Over the last few decades, astronomers have discovered extra-solar planets (exoplanets) orbiting other stars. The official count is over 5,000 exoplanets. However, the thinking is that most stars have planets, so there are probably trillions and trillions of them out there.

Exoplanets come in different sizes like the planets in our solar system (Mercury-sized, Earth-sized, Neptune-sized, and Jupiter-sized). The exception are the “super-Earths” and “mini-Neptunes”. These planets are larger than the Earth, but smaller than Neptune and, for some reason, we don’t find any like these in our solar system.

Astronomers are searching the sky for more exoplanets. The goal is to find an Earth sized planet in what is called the habitable zone (aka the Goldilocks zone) where it is not too hot and not too cold, but just right for a planet like the Earth. Who knows, “Earth 2.0” might be out there somewhere.

Galaxies

Stars are found in galaxies and our star, the Sun, is located in the Milky Way galaxy.

When we look up from a dark location, we can see a band of light stretching across the sky. That is the Milky Way. We’re actually looking at it edge on from the inside. So, we really can’t directly see what it looks like. But we do know that our Milky Way is a barred spiral galaxy some 100,000 light years across. The Milky Way has a bar at its center and two main spiral arms (Scutum-Centaurus and Perseus) coming off the bar. The Sun is around ½ of the way out from the galactic center in the Orion spur near the minor Sagittarius arm of the Milky Way.

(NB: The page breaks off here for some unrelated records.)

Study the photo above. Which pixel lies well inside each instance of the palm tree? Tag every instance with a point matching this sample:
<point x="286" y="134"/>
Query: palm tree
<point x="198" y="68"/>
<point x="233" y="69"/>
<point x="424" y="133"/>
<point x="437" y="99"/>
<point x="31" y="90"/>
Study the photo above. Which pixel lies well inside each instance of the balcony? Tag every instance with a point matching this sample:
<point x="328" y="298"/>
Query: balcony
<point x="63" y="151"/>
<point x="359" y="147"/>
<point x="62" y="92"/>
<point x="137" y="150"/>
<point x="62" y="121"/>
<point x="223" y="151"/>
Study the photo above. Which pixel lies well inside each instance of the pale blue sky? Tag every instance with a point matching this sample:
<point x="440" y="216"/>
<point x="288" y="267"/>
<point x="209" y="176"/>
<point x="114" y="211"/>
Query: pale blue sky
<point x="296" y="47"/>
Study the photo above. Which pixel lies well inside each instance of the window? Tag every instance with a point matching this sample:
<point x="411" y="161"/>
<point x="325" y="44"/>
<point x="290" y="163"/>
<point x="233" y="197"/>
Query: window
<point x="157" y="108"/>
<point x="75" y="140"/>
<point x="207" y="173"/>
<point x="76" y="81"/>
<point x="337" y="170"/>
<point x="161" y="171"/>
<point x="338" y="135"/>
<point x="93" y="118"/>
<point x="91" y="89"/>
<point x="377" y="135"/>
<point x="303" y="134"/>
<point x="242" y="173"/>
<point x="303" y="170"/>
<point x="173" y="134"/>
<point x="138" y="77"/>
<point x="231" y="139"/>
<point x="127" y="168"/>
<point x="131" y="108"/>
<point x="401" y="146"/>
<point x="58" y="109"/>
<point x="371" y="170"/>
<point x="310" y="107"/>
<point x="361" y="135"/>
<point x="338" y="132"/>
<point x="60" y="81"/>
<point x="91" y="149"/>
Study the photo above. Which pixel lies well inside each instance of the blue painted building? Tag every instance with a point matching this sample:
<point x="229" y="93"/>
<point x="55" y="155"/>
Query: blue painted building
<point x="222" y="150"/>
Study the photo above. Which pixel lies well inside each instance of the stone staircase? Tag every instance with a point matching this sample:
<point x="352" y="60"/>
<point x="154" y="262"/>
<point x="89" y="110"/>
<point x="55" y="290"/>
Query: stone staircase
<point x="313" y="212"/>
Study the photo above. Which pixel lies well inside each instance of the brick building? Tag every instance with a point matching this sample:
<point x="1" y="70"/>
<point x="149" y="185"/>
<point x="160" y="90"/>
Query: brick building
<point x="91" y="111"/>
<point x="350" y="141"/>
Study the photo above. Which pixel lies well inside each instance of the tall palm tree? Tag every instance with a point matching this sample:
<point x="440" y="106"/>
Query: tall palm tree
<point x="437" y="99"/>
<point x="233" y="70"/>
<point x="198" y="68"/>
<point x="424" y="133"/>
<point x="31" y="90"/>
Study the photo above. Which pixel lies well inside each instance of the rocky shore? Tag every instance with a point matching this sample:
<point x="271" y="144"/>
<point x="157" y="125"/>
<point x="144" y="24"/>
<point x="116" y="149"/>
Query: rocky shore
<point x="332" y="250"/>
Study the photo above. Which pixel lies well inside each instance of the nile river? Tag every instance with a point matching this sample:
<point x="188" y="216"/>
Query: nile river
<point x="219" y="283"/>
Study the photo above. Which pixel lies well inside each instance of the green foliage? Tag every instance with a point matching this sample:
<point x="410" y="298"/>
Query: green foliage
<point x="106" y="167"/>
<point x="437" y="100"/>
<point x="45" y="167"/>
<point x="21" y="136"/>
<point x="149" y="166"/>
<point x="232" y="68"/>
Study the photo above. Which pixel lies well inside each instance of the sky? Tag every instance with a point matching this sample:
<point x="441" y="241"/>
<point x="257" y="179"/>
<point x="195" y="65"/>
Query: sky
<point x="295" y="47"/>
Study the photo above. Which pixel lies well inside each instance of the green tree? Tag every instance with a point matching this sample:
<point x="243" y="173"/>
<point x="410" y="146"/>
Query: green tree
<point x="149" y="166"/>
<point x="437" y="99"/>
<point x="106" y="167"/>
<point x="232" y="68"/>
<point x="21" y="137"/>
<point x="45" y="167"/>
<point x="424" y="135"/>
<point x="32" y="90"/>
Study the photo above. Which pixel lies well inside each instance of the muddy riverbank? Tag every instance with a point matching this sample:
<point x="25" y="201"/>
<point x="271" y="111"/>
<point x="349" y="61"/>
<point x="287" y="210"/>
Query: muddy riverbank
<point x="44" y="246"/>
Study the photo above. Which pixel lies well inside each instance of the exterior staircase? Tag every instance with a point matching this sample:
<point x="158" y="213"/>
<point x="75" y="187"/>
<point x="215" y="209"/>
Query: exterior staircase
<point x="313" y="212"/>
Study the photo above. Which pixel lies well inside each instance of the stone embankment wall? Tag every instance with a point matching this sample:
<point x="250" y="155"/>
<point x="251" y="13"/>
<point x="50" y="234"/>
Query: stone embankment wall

The Milky Way is found in the local group of galaxies along with around 50 or more other members. Our galaxy is one of the two large spiral galaxies in the local group. The other is Andromeda, which is moving toward us and will collide with the Milky Way to create the Milkomeda galaxy in another 4 ½ billion years. It will then take up to 3 billion years for them to merge completely. Remember to duck.

It is not completely clear which came first, galaxies or stars. In any event it is gravity that binds stars together in galaxies. When we look at the cosmic microwave background (radiation left over from the early universe), we see that the universe is not completely smooth. There are patches that are hotter and patches that are colder. Astronomers believe that the hotter patches eventually formed galaxies and galactic clusters. The cooler patches became voids.

Not all galaxies look the same, and they tend to come in three primary shapes (Elliptical, Spiral, or Irregular). The Milky Way and Andromeda are both examples of spiral galaxies. Once they merge, Milkomeda will be an elliptical galaxy. The two satellite galaxies of the Milky Way, the Large and Small Magellanic Clouds, are both irregular galaxies.

Most, if not all galaxies, have supermassive black holes at their center. This includes the Milky Way with Sagittarius A*. The first ever image of our black hole was taken just a few months ago.

When early galaxies were forming, these black holes began pulling in huge amounts of material as they grew larger and larger. The galactic material swirled around the black holes as an accretion disk, but it was so much material that they couldn’t absorb it all at once. The friction from the material falling into the black hole heated up the accretion disk so much that it began to emit high energetic electromagnetic radiation. We see this radiation in the distant part of the universe as extremely bright quasars, and they are evidence of early galaxies being formed.